# Challenge 03: Data Modelling: From Retrieval to Upload

In this step, we will structure the data retrieved from Azure Document Intelligence (ADI) into the right format to be read by our systems in subsequent steps. 

The data will be outputted from the ADI as a JSON file, and it is our role to process and organize it. Some of the data will be structured into tables, while other data will be formatted as text. This step ensures that the extracted information is organized in a meaningful way for further analysis and usage.

As stated before, we need to make sure that our Function will know how to process:
- **Loan Forms:** Extract relevant details such as borrower information, loan amounts, and terms.
- **Loan Contract:** Identify and parse key contract elements like clauses, signatures, and dates.
- **Pay Stubs:** Retrieve data such as employee details, earnings, deductions, and net pay.
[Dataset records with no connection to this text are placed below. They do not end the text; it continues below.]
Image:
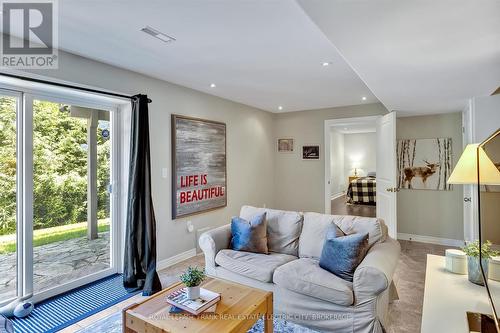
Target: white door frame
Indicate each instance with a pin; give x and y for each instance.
(27, 93)
(339, 122)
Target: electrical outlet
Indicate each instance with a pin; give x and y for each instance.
(190, 226)
(164, 173)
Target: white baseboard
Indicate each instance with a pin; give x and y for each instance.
(431, 240)
(165, 263)
(338, 195)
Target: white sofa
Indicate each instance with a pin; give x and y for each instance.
(303, 292)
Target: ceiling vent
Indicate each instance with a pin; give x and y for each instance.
(158, 34)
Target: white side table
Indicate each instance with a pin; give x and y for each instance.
(449, 296)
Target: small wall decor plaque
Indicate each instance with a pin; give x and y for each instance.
(310, 152)
(285, 145)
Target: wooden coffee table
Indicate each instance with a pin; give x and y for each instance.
(238, 310)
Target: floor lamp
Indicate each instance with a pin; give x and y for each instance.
(475, 168)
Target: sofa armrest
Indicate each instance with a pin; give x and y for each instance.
(211, 242)
(374, 274)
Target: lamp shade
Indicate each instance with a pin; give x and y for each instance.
(465, 172)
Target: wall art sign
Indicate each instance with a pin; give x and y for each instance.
(310, 152)
(198, 165)
(285, 145)
(424, 164)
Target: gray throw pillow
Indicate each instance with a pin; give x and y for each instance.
(341, 255)
(249, 236)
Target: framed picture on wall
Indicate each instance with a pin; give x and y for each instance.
(285, 145)
(310, 152)
(424, 164)
(198, 165)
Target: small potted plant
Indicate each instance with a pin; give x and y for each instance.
(192, 278)
(473, 268)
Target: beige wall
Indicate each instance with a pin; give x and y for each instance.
(299, 184)
(361, 147)
(432, 213)
(250, 144)
(337, 178)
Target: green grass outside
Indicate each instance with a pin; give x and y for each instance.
(52, 235)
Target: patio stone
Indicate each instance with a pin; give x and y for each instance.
(58, 263)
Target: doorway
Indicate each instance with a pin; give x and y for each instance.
(360, 168)
(353, 161)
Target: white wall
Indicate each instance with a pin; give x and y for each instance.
(337, 175)
(300, 185)
(250, 144)
(360, 148)
(429, 212)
Not all customers will have provided all types of content, and during this Challenge we will be only be processing one file. We will combine in the next challenge the capabilities of a trigger, which will, at a time, also process one single document.

Due to the nature of this challenge, we will separate this challenge in the 3 different types of documents.

## house loan

In [1]:
import os
from dotenv import find_dotenv, load_dotenv
from azure.storage.blob import BlobServiceClient, generate_blob_sas, BlobSasPermissions
from datetime import datetime, timedelta
from azure.core.credentials import AzureKeyCredential
from azure.ai.documentintelligence import DocumentIntelligenceClient
from azure.ai.documentintelligence.models import AnalyzeResult, AnalyzeDocumentRequest
from azure.ai.formrecognizer import DocumentAnalysisClient as OldDocumentIntelligenceClient, AnalyzeResult as OldAnalyzeResult
import httpx
import json

In [4]:
from azure.core.exceptions import ResourceExistsError
data_folder = "data_houseloan"
container_name = "data"
connection_string = os.getenv("STORAGE_CONNECTION_STRING")
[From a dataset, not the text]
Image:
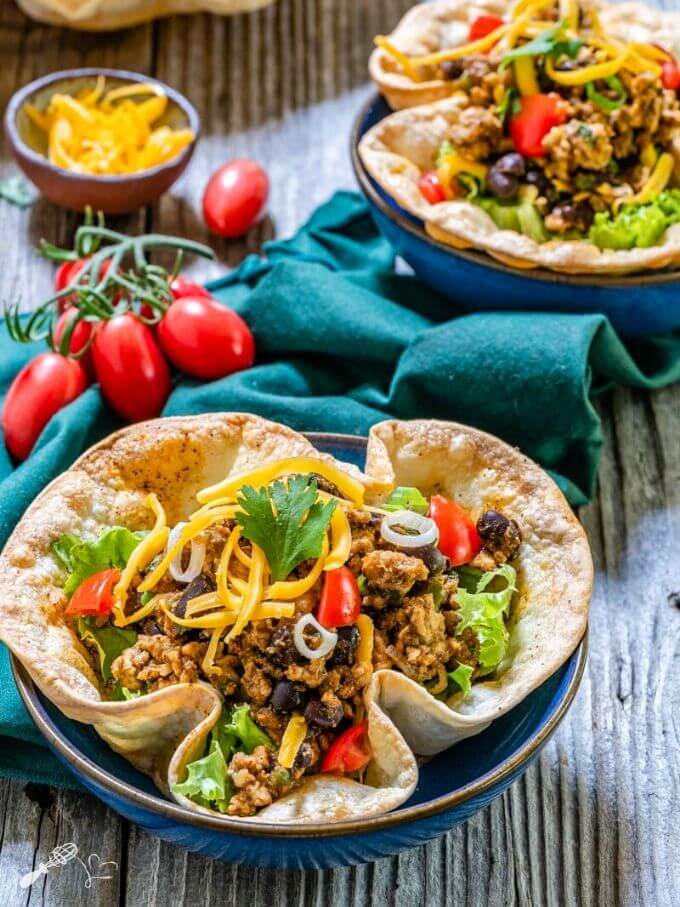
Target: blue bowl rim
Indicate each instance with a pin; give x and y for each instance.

# Ensure the connection string, data folder, and container name are not None
if connection_string is None:
    raise ValueError("The connection string environment variable is not set.")
if data_folder is None:
    raise ValueError("The data folder environment variable is not set.")
if container_name is None:
    raise ValueError("The container name environment variable is not set.")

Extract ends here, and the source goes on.